Do more with less; that’s essentially our message. You don’t have to be rich to be healthy. Good health and simple living is for EVERYONE. And it begins with each individual seeing what they can do to take better care of what we are each given at birth. Some of us got dealt a different set of cards–I didn’t ask to have diabetes and neither did anyone else with that condition. However, once the rules of the game change, we have to re-tune our perspective and step up our own game.
Everyone is occupying everything. Everyone is pissed about something. At the end of the day no matter what “percent” you associate yourself with or what income bracket you wish you “occupied” there is little that each person can do to change society.
Stay with me now. I am not saying we are all helpless (read: f*****d).
What I am asserting is that I can change myself–and as part of society, there may just be a loophole that we can squeeze through to create a larger change IF we focus on smaller changes first! It’s not sexy and idealistic enough to be covered on the news and Facebook and Twitter feeds but out in the vertical world, there are no breaks for the wealthy or sympathy for the poor.
There is simply, simple life.
Unplug. Walk away. There is no sense in shouting into deaf ears. The only sound that deaf ears will ever hear is silence.
Less shouting, more DOING will create a silence so overwhelming that no one will be able to turn away.
I have to manage my sugar every day. Every waking minute. Sure, it’s a battle but I am not focused on the problem. I am choosing to focus on the solution. I have a hard time constantly blogging about my diabetes because I am not FOCUSED on my diabetes and I don’t want it to consume me (more than I can help it)

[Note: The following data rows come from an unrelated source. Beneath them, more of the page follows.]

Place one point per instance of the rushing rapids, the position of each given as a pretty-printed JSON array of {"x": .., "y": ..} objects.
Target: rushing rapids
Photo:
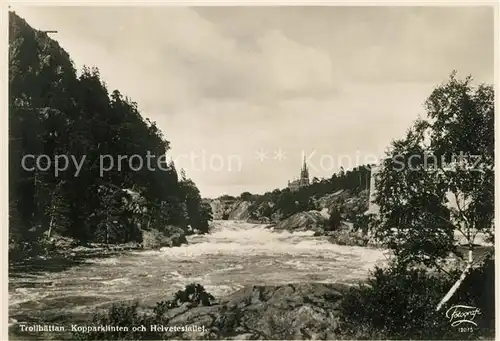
[{"x": 233, "y": 255}]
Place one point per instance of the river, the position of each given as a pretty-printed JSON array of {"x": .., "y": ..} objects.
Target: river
[{"x": 234, "y": 254}]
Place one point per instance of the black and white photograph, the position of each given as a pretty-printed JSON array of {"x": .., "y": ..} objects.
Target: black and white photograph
[{"x": 251, "y": 172}]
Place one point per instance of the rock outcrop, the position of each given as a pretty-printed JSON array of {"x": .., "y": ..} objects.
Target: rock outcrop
[
  {"x": 293, "y": 311},
  {"x": 303, "y": 221},
  {"x": 230, "y": 209}
]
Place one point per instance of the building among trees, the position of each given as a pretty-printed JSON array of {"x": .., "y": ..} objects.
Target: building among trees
[{"x": 302, "y": 181}]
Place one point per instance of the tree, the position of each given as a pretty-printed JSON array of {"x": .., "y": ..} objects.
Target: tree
[{"x": 432, "y": 186}]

I sometimes feel like I am a lousy diabetic because I am not loud and proud enough about it (although I have created quite a stir with my blue Friday painted nails and such). Maybe that makes me an arrogant poseur. I just want to be normal and when I’m climbing or talking about climbing, I don’t feel like I’m defective. I feel alive and free and its AWESOME. I know that I have to suck it up (my condition) and LIVE or else I may wind up limbless and blind having spent so much time preoccupied with what I DONT have that I miss the opportunities staring me in the face–and I want that same freedom for everyone!